Excerpt from Lessons in Geography and Astronomy on the Globes: Supplementary to the Textbooks Generally Used on These Subjects
There is no article of school apparatus which can supersede the use of the common Globes, or which can surpass them in unquestionable utility. Maps, however useful, cannot truly represent the form of the earth or the true relations of its parts. Planispheres are equally inadequate truly to represent the heavens. And Orreries usually misrepresent, far more than they illustrate, the motions, magnitudes, and distances of the solar system. But the Globes are miniature fac similes of what they are intended to represent; and, with all the accuracy which the artist can give to the instruments, they illustrate the phenomena and facts which they are intended to illustrate.

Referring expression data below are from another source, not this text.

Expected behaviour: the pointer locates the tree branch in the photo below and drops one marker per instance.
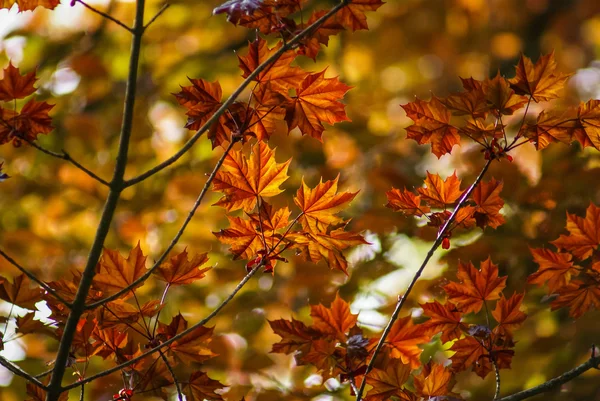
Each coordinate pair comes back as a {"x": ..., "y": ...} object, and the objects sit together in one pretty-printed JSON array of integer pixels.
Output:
[
  {"x": 65, "y": 156},
  {"x": 20, "y": 372},
  {"x": 566, "y": 377},
  {"x": 403, "y": 298},
  {"x": 174, "y": 338},
  {"x": 175, "y": 239},
  {"x": 287, "y": 46},
  {"x": 33, "y": 277},
  {"x": 116, "y": 186}
]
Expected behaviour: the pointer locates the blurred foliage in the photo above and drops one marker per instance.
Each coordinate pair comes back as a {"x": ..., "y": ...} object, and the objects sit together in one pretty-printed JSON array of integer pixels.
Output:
[{"x": 49, "y": 210}]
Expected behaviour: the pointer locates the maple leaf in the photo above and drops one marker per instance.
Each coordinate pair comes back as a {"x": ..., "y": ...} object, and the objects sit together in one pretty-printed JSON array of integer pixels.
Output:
[
  {"x": 588, "y": 123},
  {"x": 243, "y": 237},
  {"x": 13, "y": 85},
  {"x": 280, "y": 75},
  {"x": 295, "y": 336},
  {"x": 556, "y": 268},
  {"x": 434, "y": 380},
  {"x": 403, "y": 341},
  {"x": 337, "y": 320},
  {"x": 508, "y": 315},
  {"x": 115, "y": 272},
  {"x": 578, "y": 296},
  {"x": 180, "y": 270},
  {"x": 200, "y": 387},
  {"x": 476, "y": 286},
  {"x": 353, "y": 16},
  {"x": 20, "y": 292},
  {"x": 487, "y": 198},
  {"x": 440, "y": 193},
  {"x": 243, "y": 179},
  {"x": 471, "y": 102},
  {"x": 431, "y": 125},
  {"x": 406, "y": 202},
  {"x": 320, "y": 204},
  {"x": 316, "y": 101},
  {"x": 444, "y": 318},
  {"x": 584, "y": 235},
  {"x": 552, "y": 126},
  {"x": 540, "y": 81},
  {"x": 501, "y": 97},
  {"x": 388, "y": 382},
  {"x": 327, "y": 246}
]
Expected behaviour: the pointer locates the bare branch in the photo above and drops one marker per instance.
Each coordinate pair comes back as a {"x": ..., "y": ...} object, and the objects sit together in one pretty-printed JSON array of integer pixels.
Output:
[
  {"x": 566, "y": 377},
  {"x": 175, "y": 239},
  {"x": 287, "y": 46},
  {"x": 403, "y": 298},
  {"x": 104, "y": 15},
  {"x": 65, "y": 156},
  {"x": 34, "y": 278},
  {"x": 20, "y": 372},
  {"x": 174, "y": 338}
]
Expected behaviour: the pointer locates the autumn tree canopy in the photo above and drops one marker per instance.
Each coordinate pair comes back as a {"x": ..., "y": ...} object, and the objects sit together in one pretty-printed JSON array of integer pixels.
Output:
[{"x": 292, "y": 199}]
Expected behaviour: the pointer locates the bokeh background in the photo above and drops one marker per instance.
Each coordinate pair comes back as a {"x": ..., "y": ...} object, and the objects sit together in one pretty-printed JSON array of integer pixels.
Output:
[{"x": 49, "y": 210}]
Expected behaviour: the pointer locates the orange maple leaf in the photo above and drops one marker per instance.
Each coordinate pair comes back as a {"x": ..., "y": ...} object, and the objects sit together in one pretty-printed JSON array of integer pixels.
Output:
[
  {"x": 200, "y": 387},
  {"x": 337, "y": 320},
  {"x": 476, "y": 286},
  {"x": 20, "y": 292},
  {"x": 431, "y": 125},
  {"x": 320, "y": 204},
  {"x": 403, "y": 341},
  {"x": 556, "y": 268},
  {"x": 243, "y": 179},
  {"x": 13, "y": 85},
  {"x": 388, "y": 382},
  {"x": 280, "y": 75},
  {"x": 115, "y": 272},
  {"x": 180, "y": 270},
  {"x": 508, "y": 315},
  {"x": 501, "y": 97},
  {"x": 584, "y": 235},
  {"x": 444, "y": 318},
  {"x": 440, "y": 193},
  {"x": 540, "y": 81},
  {"x": 317, "y": 101},
  {"x": 406, "y": 202}
]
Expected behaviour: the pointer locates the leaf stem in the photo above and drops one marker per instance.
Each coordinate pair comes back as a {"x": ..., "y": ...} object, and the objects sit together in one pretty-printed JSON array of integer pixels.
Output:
[
  {"x": 404, "y": 297},
  {"x": 175, "y": 337},
  {"x": 175, "y": 239},
  {"x": 232, "y": 98},
  {"x": 116, "y": 187}
]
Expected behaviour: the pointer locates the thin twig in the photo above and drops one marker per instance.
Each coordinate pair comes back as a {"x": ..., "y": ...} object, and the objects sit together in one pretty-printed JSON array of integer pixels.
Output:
[
  {"x": 174, "y": 338},
  {"x": 104, "y": 15},
  {"x": 33, "y": 277},
  {"x": 566, "y": 377},
  {"x": 65, "y": 156},
  {"x": 170, "y": 368},
  {"x": 20, "y": 372},
  {"x": 158, "y": 14},
  {"x": 232, "y": 98},
  {"x": 175, "y": 239},
  {"x": 403, "y": 298},
  {"x": 116, "y": 187}
]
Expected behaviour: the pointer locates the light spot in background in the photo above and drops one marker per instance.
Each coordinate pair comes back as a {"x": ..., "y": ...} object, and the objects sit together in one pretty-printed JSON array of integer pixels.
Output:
[
  {"x": 430, "y": 66},
  {"x": 506, "y": 45},
  {"x": 64, "y": 81}
]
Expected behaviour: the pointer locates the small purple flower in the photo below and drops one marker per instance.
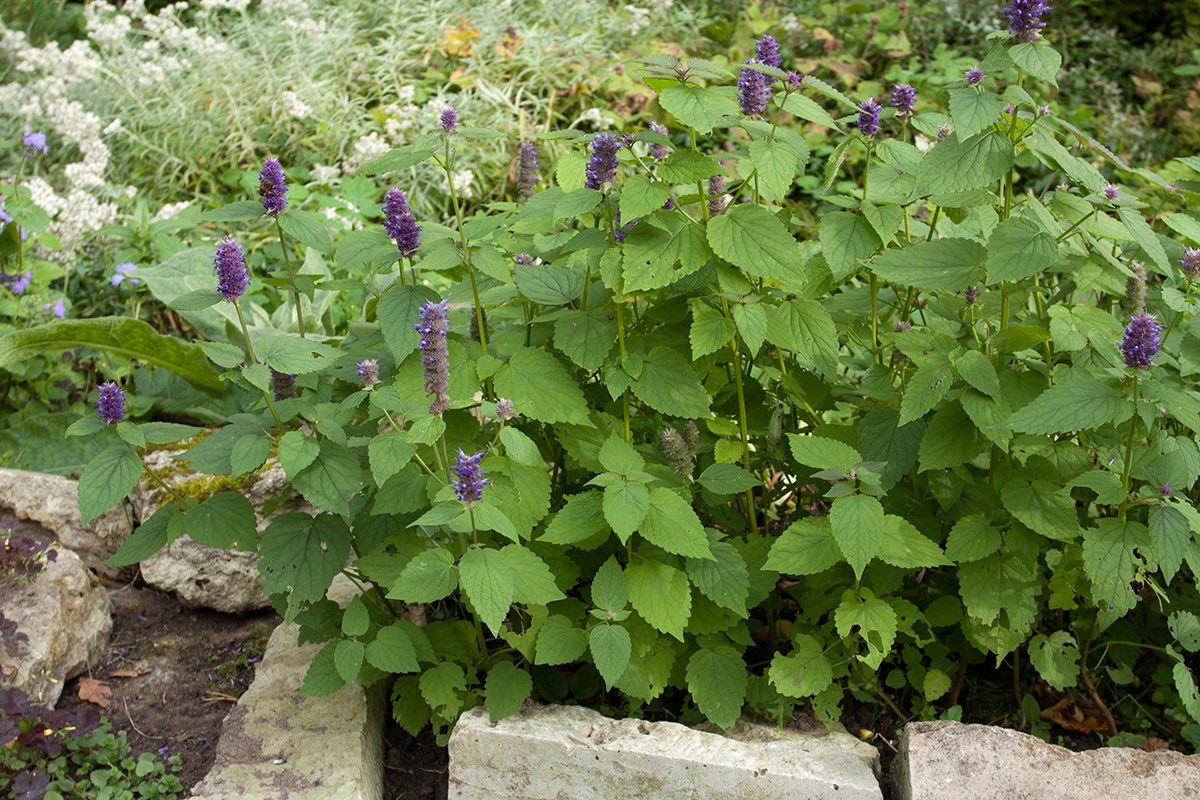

Pupils, whose minds have been well disciplined by the study of the pure mathematics, may possibly dispense with the use of the globes in the study of Geography and Astronomy. But for the great majority of pupils in our common schools and academies, whose minds are not, and are not expected to be, thus thoroughly prepared and furnished, the use of the globes seems to be indispensable. And even for students in our colleges, Professor Olmsted says, "The study of artificial globes cannot be too strongly recommended to the student of astronomy." Such being the case, it is surprising that these good old-fashioned implements of learning are not more generally introduced into our schools than they are, and, where they are introduced, that their usefulness is not more highly appreciated or made available.